Thomas Holt, professor of criminal justice at MSU, said: "Automotive cybersecurity is an area we don't understand well in the social sciences. While there are groups of computer scientists and engineers digging into some of the issues, the social aspects are extremely relevant and under-examined. As the technology gets greater market share, it's critical to get ahead of the curve before there are issues we can't rein in."
Data threats from non-verified sites
Day by day it is becoming very easy for hackers to breach vehicle systems with the help of computers as smart cars are often connected to WiFi networks. A hacker can easily get backdoor access to data from both your phone and your car once your smartphone is connected through a USB port. People who use Google Android to download apps for non-verified sites are at greater risk of such data threats.
The study used a popular criminal justice framework and analysed the present forms of vehicle security. Based on the analysis, the research, published in the Journal of Crime and Justice applied Routine Activities Theory, provides recommendations for manufacturers and owners to improve safety.
Holt said: "The risk with vehicles isn't just personal data - though that is still a real concern. Say the car is compromised and a hacker alters certain alert systems that tell a driver when tire pressure is low or so the emergency brake sensory systems don't kick in. That could lead to loss of life."
Lack of presence of guardian
Holt said that there should be a motivated offender, a suitable target and a lack of guardian for a criminal to act. Though motivators and targets are clear, the vehicles fell short of the presence of a guardian, claimed Holt.
"Where we found holes was surprising: there's no one technically responsible for these vehicles' central computer systems," Holt said. "The automotive and equipment manufacturers need to recognize that as it stands, they serve as the guardians in the space, and the onus is on them. They need to take the lead in thinking more critically about data flows, software vendors and how to communicate securely with dealerships."
Holt said that if a piece of equipment fails in a traditional automobile, the problem can be fixed. But, cyber security is very different and is not a recoverable problem. "It's critical to think beyond thresholds and recalls because cybersecurity isn't a recoverable problem, but rather one that requires constant system patching updates, installations and new codes written. This is more complicated but needs to be an active guardian process," he added.
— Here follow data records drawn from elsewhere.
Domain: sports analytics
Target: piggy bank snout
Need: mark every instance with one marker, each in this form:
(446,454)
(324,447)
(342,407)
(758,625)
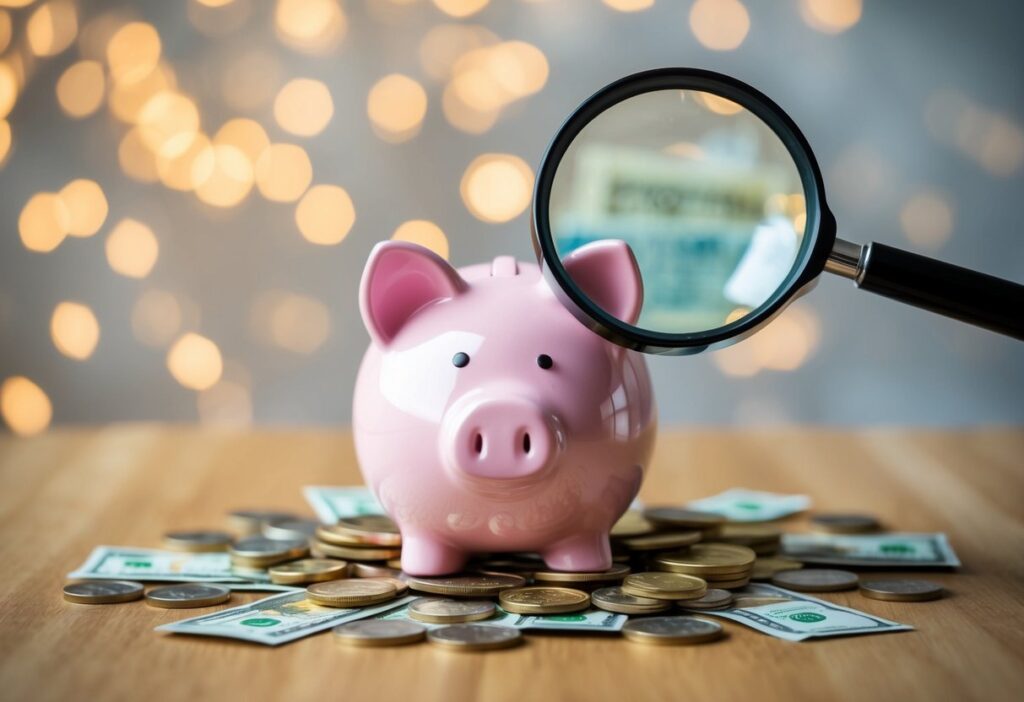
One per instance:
(500,438)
Regular update of system software
The study suggests that the guardians should consistently and actively update the software of the system to disrupt such security problems. "Not everyone updates their smartphones when they're supposed to, but customers need to realize that to a certain extent, manufacturers can only do so much. The customer must have a role in protecting their cars as well," Holt explained. "We can't expect every vehicle owner to go to a dealership every time there's a security update. But once the guardians find a way to make it more accessible, they'll be the ones responsible for protecting their vehicles - and themselves."
"We need to improve the presence of software guardians and better resources; we also need to think about developing policies to protect users, vehicles and customers. There are real benefits to smart cars and autonomous features, but we need to get ahead of the risks before those benefits are lost," Holt added.